Another recent initiative from Amazon, called CDI (Cloud Digital Interface) is an ambitious attempt to do something similar for live broadcast production. That is, host the entire range of live production applications including switching and graphics in AWS and do so by transporting uncompressed live video using the high performance features available on Amazon Elastic Compute Cloud.
At the Hollywood Professional Association event HPA Tech retreat in February a live demonstration of a workflow taking pictures direct into AWS for editorial manipulation showed just how far the tech has come and the inroads it is making. The media management piece for this demo was Frame.io’s camera to cloud software which has only recently launched.
This demo also revealed some of the gaps or challenges that still need to be managed before all workflows head to the cloud. Crucially this includes cost. Since the workflows are still nascent, there are question marks about the cost of getting material – especially raw rushes – into and out of the cloud as well as transferring around inside the cloud. The cost of online storage and long-term archive in the cloud are also up in the air, so to speak.
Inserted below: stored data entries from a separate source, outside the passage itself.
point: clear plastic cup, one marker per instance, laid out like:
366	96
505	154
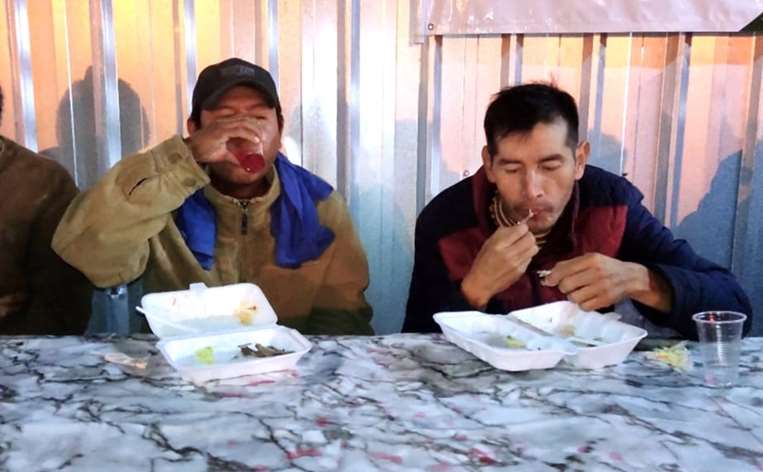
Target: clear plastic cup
720	339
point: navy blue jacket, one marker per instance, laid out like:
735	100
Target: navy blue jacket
605	215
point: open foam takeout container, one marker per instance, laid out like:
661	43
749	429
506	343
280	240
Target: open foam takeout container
485	336
221	318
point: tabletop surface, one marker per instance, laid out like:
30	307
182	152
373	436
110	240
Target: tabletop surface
396	402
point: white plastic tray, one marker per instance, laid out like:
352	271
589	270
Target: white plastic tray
561	318
180	352
202	310
485	336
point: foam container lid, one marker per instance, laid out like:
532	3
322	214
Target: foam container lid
201	310
484	335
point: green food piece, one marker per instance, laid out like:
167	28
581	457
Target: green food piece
206	355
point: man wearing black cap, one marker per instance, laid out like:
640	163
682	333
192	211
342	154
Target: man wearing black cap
225	206
39	293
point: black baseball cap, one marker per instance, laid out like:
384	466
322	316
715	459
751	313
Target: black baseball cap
217	79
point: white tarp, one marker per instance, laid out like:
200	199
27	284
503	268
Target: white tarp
461	17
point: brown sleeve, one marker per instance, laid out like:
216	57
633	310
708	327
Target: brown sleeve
105	232
58	296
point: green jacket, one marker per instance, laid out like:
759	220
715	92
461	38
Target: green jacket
39	293
123	228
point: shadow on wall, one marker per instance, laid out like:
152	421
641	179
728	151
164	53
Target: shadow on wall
710	228
76	131
113	310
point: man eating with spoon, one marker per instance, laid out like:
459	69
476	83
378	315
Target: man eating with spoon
224	206
536	225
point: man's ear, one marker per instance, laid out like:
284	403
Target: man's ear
487	163
190	125
581	158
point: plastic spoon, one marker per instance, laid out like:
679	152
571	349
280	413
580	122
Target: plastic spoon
166	321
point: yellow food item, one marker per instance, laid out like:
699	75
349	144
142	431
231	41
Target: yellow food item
205	355
245	314
567	331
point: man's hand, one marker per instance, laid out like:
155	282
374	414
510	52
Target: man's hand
500	262
209	144
11	303
595	281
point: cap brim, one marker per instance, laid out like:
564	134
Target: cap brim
212	99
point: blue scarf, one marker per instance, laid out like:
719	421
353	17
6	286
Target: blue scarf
294	222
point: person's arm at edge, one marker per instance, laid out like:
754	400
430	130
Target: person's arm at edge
431	289
340	303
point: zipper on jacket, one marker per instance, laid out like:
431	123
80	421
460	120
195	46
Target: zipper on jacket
244	215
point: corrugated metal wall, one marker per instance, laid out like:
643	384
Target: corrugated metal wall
392	119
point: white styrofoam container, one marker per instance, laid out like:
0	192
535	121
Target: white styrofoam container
203	317
202	310
180	352
485	336
618	338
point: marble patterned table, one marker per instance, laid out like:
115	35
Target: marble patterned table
399	402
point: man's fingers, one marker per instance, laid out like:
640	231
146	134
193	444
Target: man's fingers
565	269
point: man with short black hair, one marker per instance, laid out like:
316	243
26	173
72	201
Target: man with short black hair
39	293
225	206
536	225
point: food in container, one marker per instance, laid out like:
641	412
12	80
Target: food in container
584	339
204	310
487	337
227	361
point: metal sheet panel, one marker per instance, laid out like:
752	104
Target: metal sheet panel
459	17
393	118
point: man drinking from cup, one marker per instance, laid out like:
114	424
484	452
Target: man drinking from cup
536	225
225	206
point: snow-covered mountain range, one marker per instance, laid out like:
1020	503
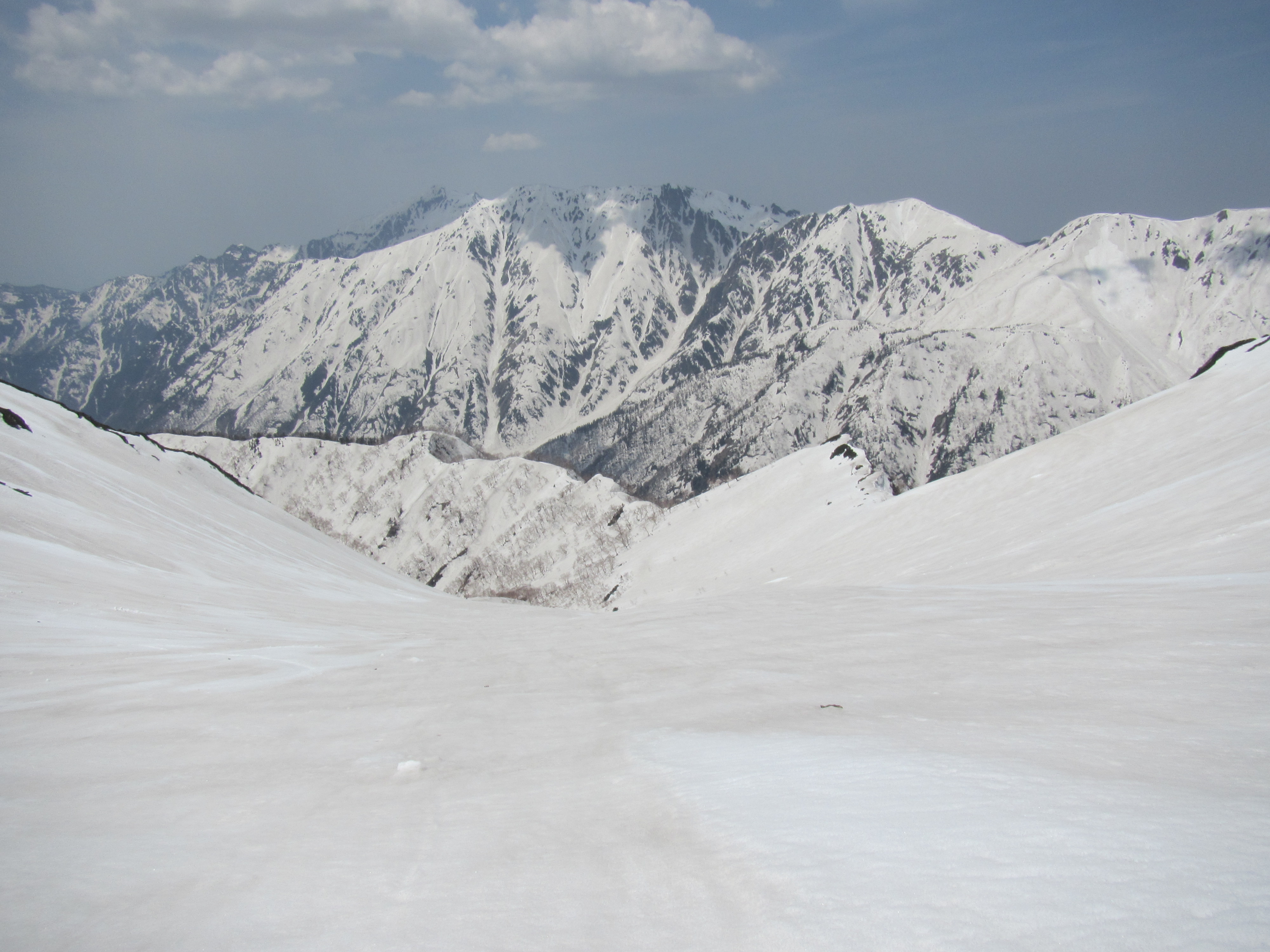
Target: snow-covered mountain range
1023	708
669	338
431	507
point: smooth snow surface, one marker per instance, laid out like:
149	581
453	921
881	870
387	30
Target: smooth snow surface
1174	486
210	717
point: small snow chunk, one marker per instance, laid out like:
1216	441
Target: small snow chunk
15	420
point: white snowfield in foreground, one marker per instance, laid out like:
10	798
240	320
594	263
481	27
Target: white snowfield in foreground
220	729
1174	486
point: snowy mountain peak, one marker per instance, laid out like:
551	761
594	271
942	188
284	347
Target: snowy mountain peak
427	214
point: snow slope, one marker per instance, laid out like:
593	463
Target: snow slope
519	321
429	506
223	731
1174	486
937	346
667	338
429	214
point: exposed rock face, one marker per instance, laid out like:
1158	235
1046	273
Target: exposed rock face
670	340
431	507
935	345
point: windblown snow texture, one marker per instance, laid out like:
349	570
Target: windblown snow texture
670	340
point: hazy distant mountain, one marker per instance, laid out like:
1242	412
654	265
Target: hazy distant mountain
669	338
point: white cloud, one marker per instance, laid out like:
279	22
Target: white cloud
511	143
272	50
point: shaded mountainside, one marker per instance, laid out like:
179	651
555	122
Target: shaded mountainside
512	324
670	340
934	345
431	507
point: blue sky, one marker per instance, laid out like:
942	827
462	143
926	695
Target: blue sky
139	134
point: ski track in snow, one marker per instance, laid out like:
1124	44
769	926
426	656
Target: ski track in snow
211	713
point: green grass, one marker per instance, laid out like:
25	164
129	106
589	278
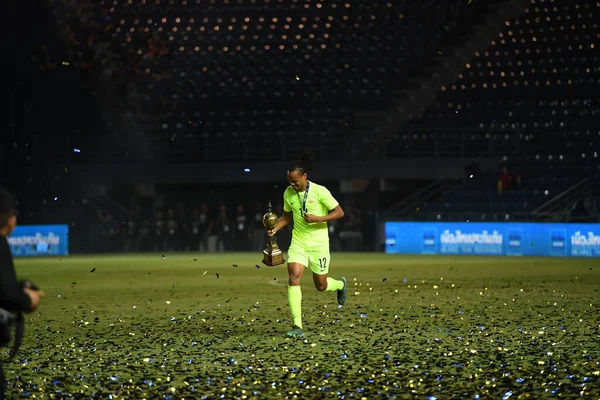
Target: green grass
141	326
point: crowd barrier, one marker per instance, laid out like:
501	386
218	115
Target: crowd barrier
39	240
493	239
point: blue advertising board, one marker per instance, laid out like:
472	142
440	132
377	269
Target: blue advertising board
39	240
498	239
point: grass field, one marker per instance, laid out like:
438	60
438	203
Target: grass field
192	326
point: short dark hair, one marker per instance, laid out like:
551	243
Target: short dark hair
8	206
304	163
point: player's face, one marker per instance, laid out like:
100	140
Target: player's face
297	181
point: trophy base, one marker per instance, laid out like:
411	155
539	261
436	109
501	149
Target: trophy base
273	258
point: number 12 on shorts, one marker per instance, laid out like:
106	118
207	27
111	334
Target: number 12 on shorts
323	263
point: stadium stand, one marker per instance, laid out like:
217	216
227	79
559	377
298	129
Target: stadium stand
537	78
255	80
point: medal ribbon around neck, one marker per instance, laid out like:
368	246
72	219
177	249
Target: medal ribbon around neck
303	208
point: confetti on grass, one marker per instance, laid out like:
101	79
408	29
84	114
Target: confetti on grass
454	342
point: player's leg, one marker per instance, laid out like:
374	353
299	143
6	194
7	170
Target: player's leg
319	265
297	259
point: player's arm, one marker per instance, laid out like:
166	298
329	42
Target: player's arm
335	210
285	219
336	213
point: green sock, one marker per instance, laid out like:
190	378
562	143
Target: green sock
295	300
334	285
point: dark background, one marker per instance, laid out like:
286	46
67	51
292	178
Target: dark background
111	118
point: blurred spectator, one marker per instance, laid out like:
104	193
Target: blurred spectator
206	226
183	222
579	211
242	233
507	181
222	229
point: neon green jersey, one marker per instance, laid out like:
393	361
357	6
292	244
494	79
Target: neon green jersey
318	202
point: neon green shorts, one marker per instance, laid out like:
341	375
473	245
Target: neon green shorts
317	259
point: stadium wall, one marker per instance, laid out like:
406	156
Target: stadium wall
493	239
248	172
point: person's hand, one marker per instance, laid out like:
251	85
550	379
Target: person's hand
311	218
34	296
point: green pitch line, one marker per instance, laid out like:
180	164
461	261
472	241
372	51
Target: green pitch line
144	326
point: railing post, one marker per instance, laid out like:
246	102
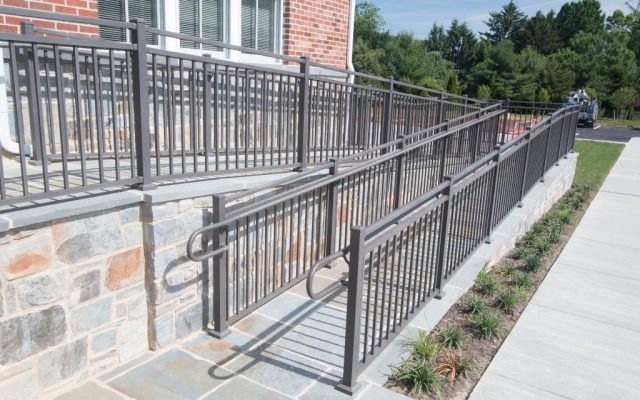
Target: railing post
35	122
442	239
352	367
546	149
562	133
207	112
441	116
220	289
443	156
492	196
525	168
332	208
303	114
399	182
388	115
506	121
141	104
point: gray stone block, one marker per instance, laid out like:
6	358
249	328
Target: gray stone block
31	333
22	386
84	287
91	316
63	362
90	244
188	320
130	214
104	340
132	234
42	289
159	211
164	331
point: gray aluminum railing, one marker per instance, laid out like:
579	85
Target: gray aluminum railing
89	113
402	260
262	247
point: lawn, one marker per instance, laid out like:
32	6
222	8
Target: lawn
595	161
634	123
448	361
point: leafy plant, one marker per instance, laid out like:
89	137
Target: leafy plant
472	305
421	377
541	246
424	347
532	263
454	365
487	283
487	325
508	300
452	336
522	281
508	270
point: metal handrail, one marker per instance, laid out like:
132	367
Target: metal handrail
271	201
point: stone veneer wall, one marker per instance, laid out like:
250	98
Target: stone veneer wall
83	295
72	300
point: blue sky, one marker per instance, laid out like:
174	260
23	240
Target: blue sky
418	16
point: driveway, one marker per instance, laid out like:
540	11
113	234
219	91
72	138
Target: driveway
607	133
Another gap that needs plugging is the ability for media producers to mix and match workflows between different clouds. Some protocols making the exchange of media seamless – and not expensive - between say Google Cloud, Amazon and Azure is something that content producers of large productions would want to see.
This also speaks to a degree of scepticism about cloud vendor interests. No-one really doubts that cloud security is an issue, though no-one can be complacent. But what worries some in the industry is cloud vendor lock-in. Having escaped the siloes of proprietary vendor environments of hardware SDI, they don’t want to have their media held hostage if a cloud provider goes bankrupt or simply crashes, however unlikely that may be.
Professional media is also a relatively small business for the largest cloud providers who will see financial and IT sectors, medical, education and industrial enterprise as larger cash generators. Once on board, what’s to stop cloud providers from ramping up the cost of media? Would the media industry have the leverage to act?
Competition, open standards and cloud agnostic software tools should provide some of the building blocks for media production going forward.